The invention discloses an electronic nose parameter synchronization optimization method based on an improved quantum particle swarm algorithm. First, the acquired original electronic nose data is subjected to wavelet transformation, then the wavelet coefficients are weighted, and then a calculation method based on a novel local attractor is adopted. An improved quantum particle swarm algorithm based on Quantum Particle Swarm Algorithm, finds the corresponding weighting coefficient and classifier parameters when the pattern recognition rate of the electronic nose is at its highest, so as to obtain the characteristic matrix of the electronic nose signal, and then input the obtained characteristic matrix into the classifier for pattern recognition. The beneficial effects are as follows: the ergodicity of the particles in the early stage and the local optimization ability in the later stage are increased, the ability of the quantum particle swarm to find the global optimal value is improved, and especially for wound infection detection, the recognition rate of the electronic nose is improved, so as to provide medical services for doctors.

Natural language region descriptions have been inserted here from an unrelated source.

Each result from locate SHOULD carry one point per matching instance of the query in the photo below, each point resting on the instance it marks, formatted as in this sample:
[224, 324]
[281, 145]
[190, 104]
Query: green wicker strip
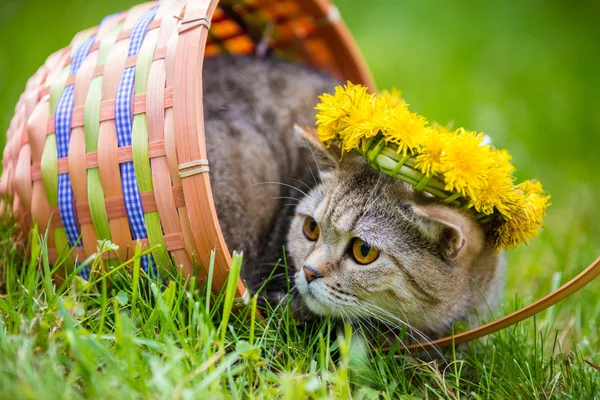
[92, 129]
[141, 158]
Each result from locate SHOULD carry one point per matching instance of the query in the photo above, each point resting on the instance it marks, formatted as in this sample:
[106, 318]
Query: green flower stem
[408, 175]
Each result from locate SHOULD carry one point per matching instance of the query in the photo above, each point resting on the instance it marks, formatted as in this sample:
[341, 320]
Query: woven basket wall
[107, 141]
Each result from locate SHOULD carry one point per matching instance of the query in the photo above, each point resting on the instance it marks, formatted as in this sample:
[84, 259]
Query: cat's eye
[363, 252]
[311, 229]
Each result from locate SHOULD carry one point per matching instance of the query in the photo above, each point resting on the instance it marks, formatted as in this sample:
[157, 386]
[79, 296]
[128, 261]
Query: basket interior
[66, 139]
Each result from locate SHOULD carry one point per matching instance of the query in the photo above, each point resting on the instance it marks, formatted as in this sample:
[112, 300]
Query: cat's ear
[326, 158]
[458, 234]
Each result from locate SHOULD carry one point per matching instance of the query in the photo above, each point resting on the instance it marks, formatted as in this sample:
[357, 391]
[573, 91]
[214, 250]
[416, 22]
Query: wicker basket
[107, 141]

The selection of appropriate treatment methods to promote rapid wound recovery provides useful guidance.

Description

technical field [0001] The invention relates to the technical field of signal and information processing, in particular to an electronic nose parameter synchronous optimization method based on an improved quantum particle swarm algorithm. Background technique [0002] An electronic nose is an electronic system that uses the response map of a gas sensor array to identify odors, and it can continuously and real-time monitor the odor status of a specific location within hours, days or even months. [0003] Medical electronic nose is a special electronic nose system, which can realize the diagnosis of disease or wound infection by detecting the gas exhaled by the patient or the gas in the head space of the wound. It has short response time, fast detection speed, low cost, simple and convenient operation, and has the advantages of artificial intelligence, so it has gained wide attention and application. [0004] The intelligent algorithm system of the electronic nose includes fe...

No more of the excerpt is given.